January 25, 2009

Book Review: RESTful .NET by Jon Flanders

As Jon Flanders explains early on in his enjoyable book, Representational State Transfer (REST) is a set of guidelines on how to architect your web applications. Because it is tightly aligned with HTTP, architectures that follow the principles of REST are able to hook into a number of benefits that come built into the technologies that surround the web.

Flanders delves into REST briefly, but he does it well enough that you understand its value even if you haven't consumed the groundbreaking book RESTful Web Services.

The transition to programming REST using .NET is just as nicely handled. Windows Communication Foundation is a sprawling technology precisely because it is a model that covers a wide variety of programming paradigms (it supports a multitude of protocols like messaging, HTTP, SOAP, etc).

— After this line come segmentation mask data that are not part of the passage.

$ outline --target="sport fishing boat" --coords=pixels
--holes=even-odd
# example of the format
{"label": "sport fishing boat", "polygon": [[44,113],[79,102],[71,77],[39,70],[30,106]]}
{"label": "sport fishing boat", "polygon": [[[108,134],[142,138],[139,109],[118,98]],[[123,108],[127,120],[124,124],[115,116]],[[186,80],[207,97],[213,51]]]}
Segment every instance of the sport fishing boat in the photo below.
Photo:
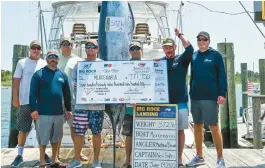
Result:
{"label": "sport fishing boat", "polygon": [[[170,29],[165,2],[141,1],[129,2],[135,20],[133,41],[143,43],[143,56],[161,57],[161,40],[170,37]],[[71,37],[73,52],[86,57],[83,42],[86,39],[98,39],[100,1],[60,1],[54,2],[52,25],[48,39],[49,49],[59,49],[60,39]]]}
{"label": "sport fishing boat", "polygon": [[[140,41],[143,44],[143,58],[148,60],[164,56],[162,41],[164,38],[171,37],[167,14],[168,3],[162,1],[129,1],[129,4],[135,23],[132,41]],[[48,41],[45,41],[47,50],[57,49],[59,51],[60,39],[71,37],[73,42],[72,52],[85,58],[84,42],[87,39],[98,39],[100,9],[101,1],[58,1],[52,3],[51,27]],[[40,26],[43,25],[40,24]],[[45,32],[45,26],[43,26],[43,30]],[[120,128],[120,125],[118,127]],[[111,122],[106,114],[102,135],[105,143],[103,146],[107,146],[106,144],[112,142]],[[26,144],[28,146],[37,147],[35,136],[35,131],[31,131],[27,138]],[[91,132],[88,131],[86,141],[90,142],[90,137]],[[116,138],[117,142],[120,142],[118,145],[123,146],[123,137],[119,135]],[[89,146],[89,143],[86,144]],[[70,136],[70,128],[68,124],[65,124],[62,147],[71,146],[73,146],[73,142]]]}

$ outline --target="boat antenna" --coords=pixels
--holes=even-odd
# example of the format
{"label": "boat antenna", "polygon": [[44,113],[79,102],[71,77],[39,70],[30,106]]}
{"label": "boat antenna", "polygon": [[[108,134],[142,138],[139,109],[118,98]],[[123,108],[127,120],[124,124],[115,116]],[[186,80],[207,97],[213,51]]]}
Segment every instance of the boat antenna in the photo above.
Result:
{"label": "boat antenna", "polygon": [[[179,31],[183,32],[183,27],[182,27],[182,7],[184,6],[184,3],[181,1],[179,10],[178,10],[178,15],[177,15],[177,21],[176,21],[176,28],[179,28]],[[176,41],[176,36],[175,36],[175,41]],[[180,50],[180,39],[178,39],[178,55],[179,55],[179,50]]]}
{"label": "boat antenna", "polygon": [[[41,9],[41,4],[40,1],[38,1],[38,40],[40,37],[41,45],[42,45],[42,53],[46,53],[45,50],[47,50],[47,38],[46,38],[46,30],[45,30],[45,24],[44,24],[44,16],[43,16],[43,10]],[[42,31],[43,30],[43,31]],[[44,38],[43,38],[43,33],[44,33]],[[43,42],[45,40],[45,43]],[[45,46],[45,50],[44,50]],[[42,54],[42,58],[43,58]]]}

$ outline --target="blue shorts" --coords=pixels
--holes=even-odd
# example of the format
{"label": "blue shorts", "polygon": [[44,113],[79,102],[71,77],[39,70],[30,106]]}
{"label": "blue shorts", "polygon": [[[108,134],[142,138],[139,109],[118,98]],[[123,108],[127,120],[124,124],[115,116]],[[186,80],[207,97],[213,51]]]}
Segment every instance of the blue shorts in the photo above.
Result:
{"label": "blue shorts", "polygon": [[73,119],[75,134],[85,135],[88,128],[93,135],[101,134],[103,120],[103,110],[75,110]]}

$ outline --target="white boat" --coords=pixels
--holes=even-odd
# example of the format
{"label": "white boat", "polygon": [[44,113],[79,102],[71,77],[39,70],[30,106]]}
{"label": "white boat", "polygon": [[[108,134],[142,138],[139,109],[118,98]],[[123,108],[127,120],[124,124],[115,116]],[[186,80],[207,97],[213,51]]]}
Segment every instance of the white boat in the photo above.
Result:
{"label": "white boat", "polygon": [[[166,2],[129,2],[135,19],[133,40],[144,45],[144,58],[162,57],[161,40],[170,37]],[[74,43],[73,52],[86,57],[85,39],[98,39],[100,1],[60,1],[54,2],[52,25],[48,39],[48,49],[58,49],[60,39],[70,36]],[[150,28],[152,26],[152,28]]]}
{"label": "white boat", "polygon": [[[143,58],[148,60],[164,56],[162,41],[171,36],[167,16],[168,3],[164,1],[131,1],[129,3],[135,20],[133,41],[140,41],[143,44]],[[57,49],[59,51],[60,39],[71,37],[74,44],[73,53],[85,58],[84,41],[86,39],[98,39],[100,7],[101,1],[59,1],[52,3],[52,24],[48,41],[46,41],[47,50]],[[43,18],[40,17],[39,19]],[[103,129],[103,136],[111,136],[111,122],[107,115],[105,115]],[[35,136],[35,131],[28,136],[28,146],[37,147],[37,142],[34,141]],[[119,141],[123,141],[122,137],[118,138]],[[64,125],[62,146],[73,146],[67,124]]]}

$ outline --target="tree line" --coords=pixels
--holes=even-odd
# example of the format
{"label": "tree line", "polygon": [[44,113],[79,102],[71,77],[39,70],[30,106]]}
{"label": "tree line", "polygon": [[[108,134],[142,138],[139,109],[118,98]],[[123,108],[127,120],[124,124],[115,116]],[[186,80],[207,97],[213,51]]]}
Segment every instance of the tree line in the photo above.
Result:
{"label": "tree line", "polygon": [[[236,72],[234,78],[235,83],[240,84],[241,83],[241,74],[239,72]],[[189,81],[189,76],[187,77]],[[251,70],[248,70],[248,80],[259,83],[259,73],[253,72]],[[1,86],[11,86],[12,85],[12,72],[9,70],[1,70]]]}
{"label": "tree line", "polygon": [[1,86],[12,85],[12,72],[9,70],[1,70]]}

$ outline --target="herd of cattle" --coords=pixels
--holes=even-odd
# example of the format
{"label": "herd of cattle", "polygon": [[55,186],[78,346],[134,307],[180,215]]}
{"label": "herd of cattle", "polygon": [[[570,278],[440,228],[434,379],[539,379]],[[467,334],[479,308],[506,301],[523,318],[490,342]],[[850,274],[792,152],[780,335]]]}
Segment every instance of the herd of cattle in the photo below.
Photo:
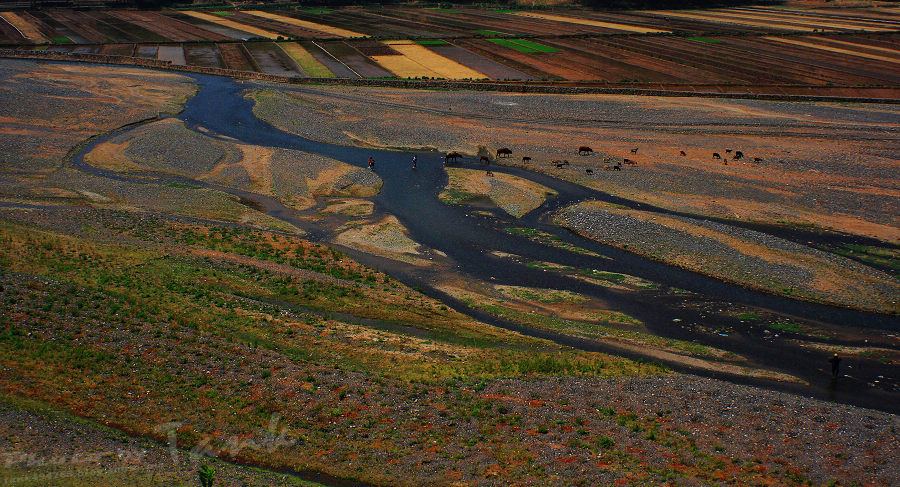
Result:
{"label": "herd of cattle", "polygon": [[[637,154],[638,149],[639,149],[638,147],[631,149],[631,153]],[[678,151],[678,152],[681,157],[687,157],[687,152],[685,152],[683,150]],[[496,158],[497,159],[509,158],[512,156],[512,153],[513,153],[512,149],[510,149],[508,147],[501,147],[500,149],[497,149]],[[588,147],[586,145],[579,147],[578,151],[577,151],[577,154],[579,156],[589,156],[589,155],[592,155],[593,153],[594,153],[594,149],[591,149],[590,147]],[[725,154],[726,154],[726,157],[723,159],[721,154],[719,154],[718,152],[713,152],[712,158],[714,160],[722,161],[726,166],[728,165],[729,155],[731,156],[731,159],[734,161],[739,161],[739,160],[744,159],[744,153],[739,150],[725,149]],[[461,157],[462,157],[462,155],[459,152],[448,152],[444,156],[444,164],[446,165],[446,164],[456,163],[459,161],[459,159]],[[754,157],[752,160],[754,163],[760,163],[763,161],[762,158],[759,158],[759,157]],[[481,155],[479,158],[479,162],[483,166],[488,166],[491,163],[491,158],[488,157],[487,155]],[[531,162],[531,157],[529,157],[529,156],[522,157],[523,164],[528,164],[530,162]],[[603,163],[605,164],[603,169],[606,171],[621,171],[623,165],[626,165],[626,166],[636,166],[637,165],[636,161],[629,159],[627,157],[623,157],[621,161],[616,161],[615,163],[613,163],[613,159],[611,157],[607,157],[603,160]],[[566,159],[562,159],[562,160],[555,159],[553,161],[550,161],[550,165],[553,165],[553,166],[556,166],[557,168],[562,169],[569,165],[569,161]],[[594,174],[594,170],[593,169],[585,169],[585,173],[587,173],[588,175],[591,175],[591,174]],[[488,170],[488,175],[492,176],[493,173],[490,170]]]}

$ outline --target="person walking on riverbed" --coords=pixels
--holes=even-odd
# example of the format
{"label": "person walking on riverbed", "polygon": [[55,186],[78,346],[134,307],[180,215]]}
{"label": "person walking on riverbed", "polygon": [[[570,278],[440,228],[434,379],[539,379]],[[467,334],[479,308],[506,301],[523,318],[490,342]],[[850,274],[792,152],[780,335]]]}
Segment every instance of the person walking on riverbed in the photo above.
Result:
{"label": "person walking on riverbed", "polygon": [[375,159],[369,158],[369,169],[375,170]]}
{"label": "person walking on riverbed", "polygon": [[838,357],[838,354],[834,354],[834,357],[831,357],[830,359],[828,359],[828,361],[831,362],[831,378],[837,379],[839,375],[838,367],[841,364],[841,358]]}
{"label": "person walking on riverbed", "polygon": [[415,169],[416,166],[419,165],[419,157],[418,157],[418,156],[413,156],[413,161],[412,161],[412,162],[413,162],[413,169]]}

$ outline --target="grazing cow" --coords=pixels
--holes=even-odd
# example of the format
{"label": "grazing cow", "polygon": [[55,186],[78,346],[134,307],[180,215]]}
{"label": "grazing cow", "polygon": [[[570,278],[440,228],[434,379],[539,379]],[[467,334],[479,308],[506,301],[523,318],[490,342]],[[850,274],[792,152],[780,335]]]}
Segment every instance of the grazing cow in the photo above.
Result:
{"label": "grazing cow", "polygon": [[566,165],[560,162],[559,164],[556,165],[556,167],[561,169],[561,168],[566,167]]}
{"label": "grazing cow", "polygon": [[607,164],[606,166],[603,166],[603,170],[610,171],[610,170],[612,170],[612,168],[609,166],[609,164]]}
{"label": "grazing cow", "polygon": [[631,153],[632,153],[632,154],[637,154],[637,150],[638,150],[638,148],[635,147],[634,149],[631,149]]}
{"label": "grazing cow", "polygon": [[488,169],[488,170],[487,170],[487,175],[490,176],[490,177],[494,177],[494,172],[491,171],[490,169]]}
{"label": "grazing cow", "polygon": [[726,154],[731,154],[731,149],[725,149]]}
{"label": "grazing cow", "polygon": [[713,159],[721,159],[722,156],[719,155],[718,152],[713,152]]}
{"label": "grazing cow", "polygon": [[613,171],[621,171],[621,170],[622,170],[621,164],[616,164],[615,166],[613,166]]}
{"label": "grazing cow", "polygon": [[743,159],[743,158],[744,158],[744,153],[743,153],[743,152],[741,152],[741,151],[736,151],[736,152],[734,153],[734,160],[735,160],[735,161],[738,160],[738,159]]}
{"label": "grazing cow", "polygon": [[510,155],[512,155],[512,151],[508,147],[497,149],[497,157],[509,157]]}
{"label": "grazing cow", "polygon": [[754,157],[753,162],[762,162],[762,157]]}
{"label": "grazing cow", "polygon": [[444,156],[445,163],[456,162],[457,159],[459,159],[459,152],[448,152],[447,155]]}
{"label": "grazing cow", "polygon": [[687,152],[681,151],[681,157],[684,157],[684,156],[686,156],[686,155],[687,155]]}
{"label": "grazing cow", "polygon": [[531,162],[531,158],[528,156],[522,156],[522,164]]}
{"label": "grazing cow", "polygon": [[622,162],[624,162],[625,164],[628,164],[630,166],[637,166],[637,162],[632,161],[631,159],[623,159]]}
{"label": "grazing cow", "polygon": [[481,156],[481,159],[479,159],[478,162],[481,163],[482,166],[490,166],[491,158],[488,156]]}
{"label": "grazing cow", "polygon": [[586,146],[586,145],[583,145],[583,146],[581,146],[581,147],[578,148],[578,155],[579,155],[579,156],[588,156],[588,155],[591,155],[591,154],[593,154],[593,153],[594,153],[594,149],[591,149],[590,147],[588,147],[588,146]]}
{"label": "grazing cow", "polygon": [[593,169],[585,169],[584,172],[587,173],[588,175],[594,174]]}

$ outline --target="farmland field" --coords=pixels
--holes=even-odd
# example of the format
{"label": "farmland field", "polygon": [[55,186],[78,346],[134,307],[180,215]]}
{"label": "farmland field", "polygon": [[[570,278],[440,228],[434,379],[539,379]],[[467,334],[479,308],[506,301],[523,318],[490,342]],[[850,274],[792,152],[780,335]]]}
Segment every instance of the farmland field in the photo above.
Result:
{"label": "farmland field", "polygon": [[[282,42],[282,49],[263,39]],[[284,44],[289,40],[299,44]],[[883,9],[52,9],[0,15],[0,44],[26,49],[74,45],[53,49],[111,53],[95,45],[134,44],[132,55],[152,57],[152,44],[182,42],[190,53],[189,44],[202,41],[215,43],[204,51],[221,52],[193,56],[187,64],[287,78],[541,80],[876,98],[894,96],[900,86],[900,21]],[[286,45],[302,49],[291,54]],[[162,52],[158,59],[181,63],[167,54],[174,48]]]}
{"label": "farmland field", "polygon": [[0,484],[900,485],[898,10],[549,3],[0,12]]}

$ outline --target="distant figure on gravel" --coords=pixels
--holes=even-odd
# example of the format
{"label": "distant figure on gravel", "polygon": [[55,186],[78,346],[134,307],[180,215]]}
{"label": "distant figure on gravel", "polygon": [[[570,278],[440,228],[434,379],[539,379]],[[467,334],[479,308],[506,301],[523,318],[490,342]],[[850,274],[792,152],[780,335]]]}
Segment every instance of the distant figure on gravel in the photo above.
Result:
{"label": "distant figure on gravel", "polygon": [[369,158],[369,169],[375,170],[375,159]]}
{"label": "distant figure on gravel", "polygon": [[419,158],[417,156],[413,156],[413,169],[419,165]]}
{"label": "distant figure on gravel", "polygon": [[834,357],[831,357],[828,361],[831,362],[831,378],[837,379],[838,375],[840,375],[838,369],[841,365],[841,358],[838,357],[838,354],[834,354]]}

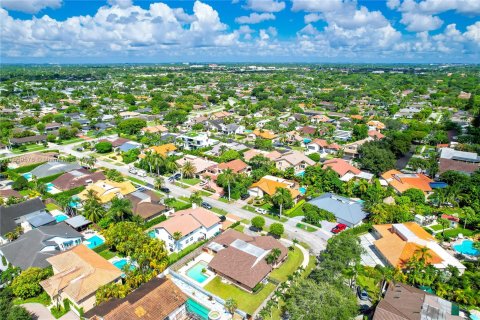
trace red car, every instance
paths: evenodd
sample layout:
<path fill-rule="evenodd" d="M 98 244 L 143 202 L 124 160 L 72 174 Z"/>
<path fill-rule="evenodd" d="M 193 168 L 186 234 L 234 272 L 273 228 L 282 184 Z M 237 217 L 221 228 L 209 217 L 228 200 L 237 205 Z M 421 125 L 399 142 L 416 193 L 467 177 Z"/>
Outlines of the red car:
<path fill-rule="evenodd" d="M 347 229 L 347 225 L 343 223 L 339 223 L 335 227 L 333 227 L 332 233 L 340 233 L 345 229 Z"/>

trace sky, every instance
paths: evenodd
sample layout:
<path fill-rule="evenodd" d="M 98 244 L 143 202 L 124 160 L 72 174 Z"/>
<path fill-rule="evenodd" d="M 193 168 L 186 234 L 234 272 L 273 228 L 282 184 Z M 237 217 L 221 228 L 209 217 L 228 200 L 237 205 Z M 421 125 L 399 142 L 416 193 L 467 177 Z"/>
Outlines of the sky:
<path fill-rule="evenodd" d="M 480 63 L 480 0 L 0 0 L 1 63 Z"/>

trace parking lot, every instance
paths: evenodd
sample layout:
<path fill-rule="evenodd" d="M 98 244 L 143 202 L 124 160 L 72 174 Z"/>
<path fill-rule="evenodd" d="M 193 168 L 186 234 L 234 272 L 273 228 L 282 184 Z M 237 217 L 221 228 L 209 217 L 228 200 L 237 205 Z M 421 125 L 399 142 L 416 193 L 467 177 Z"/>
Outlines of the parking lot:
<path fill-rule="evenodd" d="M 382 261 L 380 254 L 375 249 L 373 242 L 375 238 L 371 233 L 367 233 L 360 236 L 360 242 L 362 247 L 365 249 L 365 252 L 362 254 L 362 264 L 364 266 L 375 267 L 377 264 L 382 267 L 385 266 L 385 263 Z"/>

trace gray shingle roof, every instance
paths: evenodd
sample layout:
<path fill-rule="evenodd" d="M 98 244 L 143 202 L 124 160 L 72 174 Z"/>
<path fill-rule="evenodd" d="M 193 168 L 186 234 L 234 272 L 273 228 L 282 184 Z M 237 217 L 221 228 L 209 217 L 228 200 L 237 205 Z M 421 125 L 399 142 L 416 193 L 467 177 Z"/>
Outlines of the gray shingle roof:
<path fill-rule="evenodd" d="M 15 219 L 41 210 L 45 210 L 45 205 L 40 198 L 27 200 L 8 207 L 0 206 L 0 235 L 3 236 L 16 228 Z"/>
<path fill-rule="evenodd" d="M 330 211 L 337 219 L 353 225 L 356 225 L 367 217 L 367 213 L 363 211 L 362 204 L 333 193 L 322 194 L 320 197 L 312 199 L 308 203 Z"/>
<path fill-rule="evenodd" d="M 37 178 L 44 178 L 48 176 L 53 176 L 55 174 L 69 172 L 69 171 L 77 170 L 81 168 L 82 166 L 75 162 L 74 163 L 47 162 L 33 169 L 32 175 L 34 175 Z"/>
<path fill-rule="evenodd" d="M 60 250 L 41 252 L 45 247 L 56 244 L 49 241 L 55 237 L 81 238 L 82 234 L 62 222 L 24 233 L 17 240 L 1 246 L 0 251 L 8 262 L 22 270 L 29 267 L 45 268 L 49 266 L 46 259 L 61 252 Z"/>

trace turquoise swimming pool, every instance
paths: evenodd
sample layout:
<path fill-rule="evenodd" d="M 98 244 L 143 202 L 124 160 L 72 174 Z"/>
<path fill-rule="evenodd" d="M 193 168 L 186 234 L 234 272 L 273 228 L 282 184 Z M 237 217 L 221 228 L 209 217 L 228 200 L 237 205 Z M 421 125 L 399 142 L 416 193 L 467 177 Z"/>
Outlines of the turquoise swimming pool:
<path fill-rule="evenodd" d="M 89 247 L 90 249 L 95 249 L 96 247 L 102 245 L 105 241 L 99 236 L 95 235 L 91 238 L 88 238 L 87 242 L 87 247 Z"/>
<path fill-rule="evenodd" d="M 51 191 L 55 186 L 53 185 L 53 183 L 49 182 L 45 185 L 45 187 L 47 188 L 47 192 Z"/>
<path fill-rule="evenodd" d="M 305 192 L 307 192 L 307 189 L 304 187 L 300 187 L 298 188 L 298 191 L 300 191 L 301 194 L 305 194 Z"/>
<path fill-rule="evenodd" d="M 453 246 L 455 251 L 467 254 L 469 256 L 478 256 L 480 255 L 480 251 L 473 247 L 472 240 L 463 240 L 461 244 L 456 244 Z"/>
<path fill-rule="evenodd" d="M 202 272 L 203 269 L 207 268 L 207 263 L 205 261 L 200 261 L 187 271 L 187 276 L 193 280 L 202 283 L 208 279 L 208 276 Z"/>
<path fill-rule="evenodd" d="M 32 177 L 33 177 L 31 172 L 24 173 L 24 174 L 22 174 L 22 176 L 27 180 L 31 180 Z"/>
<path fill-rule="evenodd" d="M 58 216 L 55 216 L 55 220 L 57 222 L 62 222 L 62 221 L 65 221 L 68 219 L 68 216 L 64 215 L 64 214 L 59 214 Z"/>
<path fill-rule="evenodd" d="M 305 175 L 305 171 L 301 171 L 299 173 L 296 174 L 297 177 L 302 177 Z"/>
<path fill-rule="evenodd" d="M 191 298 L 188 298 L 186 305 L 189 312 L 195 313 L 202 320 L 208 320 L 208 313 L 210 312 L 210 310 L 205 308 L 203 305 Z"/>
<path fill-rule="evenodd" d="M 148 236 L 149 236 L 150 238 L 156 238 L 157 236 L 155 235 L 155 230 L 149 231 L 149 232 L 148 232 Z"/>
<path fill-rule="evenodd" d="M 120 270 L 123 270 L 123 268 L 125 267 L 125 265 L 128 264 L 128 259 L 126 258 L 123 258 L 123 259 L 120 259 L 120 260 L 117 260 L 113 263 L 113 265 L 115 267 L 117 267 L 118 269 Z M 135 269 L 135 266 L 133 264 L 130 265 L 130 270 L 134 270 Z"/>

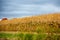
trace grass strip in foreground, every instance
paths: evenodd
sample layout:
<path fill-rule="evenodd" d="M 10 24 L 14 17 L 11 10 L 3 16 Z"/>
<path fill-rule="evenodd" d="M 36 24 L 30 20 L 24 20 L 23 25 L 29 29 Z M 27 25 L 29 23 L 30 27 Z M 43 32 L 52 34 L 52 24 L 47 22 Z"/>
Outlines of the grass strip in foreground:
<path fill-rule="evenodd" d="M 60 35 L 31 34 L 31 33 L 0 33 L 0 38 L 9 38 L 16 40 L 60 40 Z"/>

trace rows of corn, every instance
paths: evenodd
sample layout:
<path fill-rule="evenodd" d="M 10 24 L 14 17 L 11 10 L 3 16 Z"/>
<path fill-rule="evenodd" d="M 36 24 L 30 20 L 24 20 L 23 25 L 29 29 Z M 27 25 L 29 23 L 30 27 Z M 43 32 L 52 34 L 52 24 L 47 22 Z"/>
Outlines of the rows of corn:
<path fill-rule="evenodd" d="M 60 33 L 59 22 L 28 22 L 14 24 L 0 24 L 0 31 L 20 31 L 38 33 Z"/>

There is a quick tutorial on implementing HTTP services using WCF - which serves to remind us that WCF isn't only tightly coupled to SOAP. The rest of the book is divided up into chapters that zero in on specific implementation using WCF: Read-only services, Read/Write services, RESTful services and Feeds. Flanders also covers both server side implementation and client-side consumption of the services. There is coverage of Ajax and Silverlight clients and a short chapter on using WCF Workflow to deliver the REST services.

The value of the book is that it zeroes in on the essentials and provides very lean tutorials

RESTful .NET's biggest strength is that it is concise, clear and lean. To that point, you need the basics of HTTP, SOAP, WCF, XML, C# and (briefly) ASP in place to fully appreciate the book. The most valuable chapter for me was the one in which Flanders covers programming feeds. But there is enough diversity in terms of types of constructs implemented, that you'll find something of value here.

Highly recommended if you are a Windows Web programmer and have a growing interest in REST.